Lost revenues can be comparatively easier to estimate, based on factors like contract price, minutes charged, usage and so on. The cost side generates intense dispute about classifying costs as fixed or variable, a perennial challenge in calculating contract damages. Fixed costs cannot be avoided after breach, and are included in compensatory damages, but variable costs can be avoided, so are excluded from compensatory damages.
Unsurprisingly, the subscribers’ expert witness offered to show that nearly all costs varied, and got per customer lost profits down to below $10. If believed, the stipulated sums over-compensated, amounted to a penalty, were unenforceable, and breaching subscribers would owe at most about $10 for any breach.
But the company convinced the court that most costs were fixed, not variable, showing lost profits per customer averaged some $525, vastly more than the stipulated damages, ranging from $150-225 per customer. On this basis, the clause was invalid, and customers owed the company damages far greater than the stipulated amount.

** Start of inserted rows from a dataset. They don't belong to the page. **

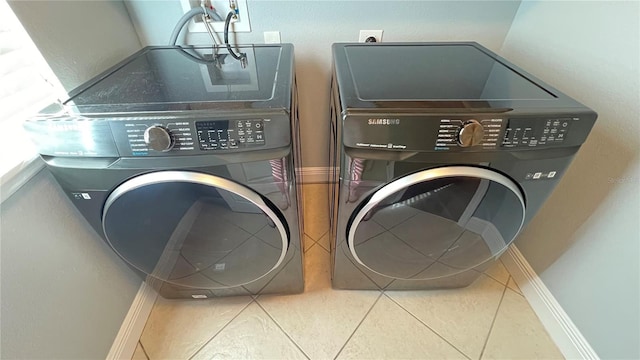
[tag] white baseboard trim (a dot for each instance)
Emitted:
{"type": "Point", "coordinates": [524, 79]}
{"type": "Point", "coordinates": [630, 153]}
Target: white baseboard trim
{"type": "Point", "coordinates": [124, 345]}
{"type": "Point", "coordinates": [314, 175]}
{"type": "Point", "coordinates": [551, 314]}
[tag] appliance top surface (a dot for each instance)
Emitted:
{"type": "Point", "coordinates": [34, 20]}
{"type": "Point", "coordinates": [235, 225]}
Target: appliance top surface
{"type": "Point", "coordinates": [185, 78]}
{"type": "Point", "coordinates": [443, 74]}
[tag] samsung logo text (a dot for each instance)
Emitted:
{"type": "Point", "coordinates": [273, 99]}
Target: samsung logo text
{"type": "Point", "coordinates": [383, 122]}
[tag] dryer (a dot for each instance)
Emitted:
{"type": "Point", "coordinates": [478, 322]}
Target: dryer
{"type": "Point", "coordinates": [182, 159]}
{"type": "Point", "coordinates": [444, 151]}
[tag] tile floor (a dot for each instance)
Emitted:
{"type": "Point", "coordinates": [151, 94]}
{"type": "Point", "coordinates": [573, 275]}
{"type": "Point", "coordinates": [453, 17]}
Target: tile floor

Among costs not avoidable as a result of breach, were subsidies companies gave to new customers, like handsets at prices less than cost and free or discounted months of service. As a policy matter, the companies also say this business model, using term contracts, subsidies and termination fees, was essential to the proliferation of cell phones and service to huge numbers of people, in all economic backgrounds, and resulting value of a massive network of users. Benefits radiate throughout the economy, domestically and internationally.
Absent these tools, including the early termination fees, companies say they would have to use a different business model, one that would raise prices, reduce affordability of phones and services, contract the size of the cell phone network, and retard all associated economic gains arising from the current model.
This may also explain why debate seems to have dissipated—though many subscribers still fume at these terms. And the dueling expert arguments about costs avoided are just the first reaching adjudication. They leave a nagging sense that the disparity suggests we are much farther away from the truth than this single judgment suggests.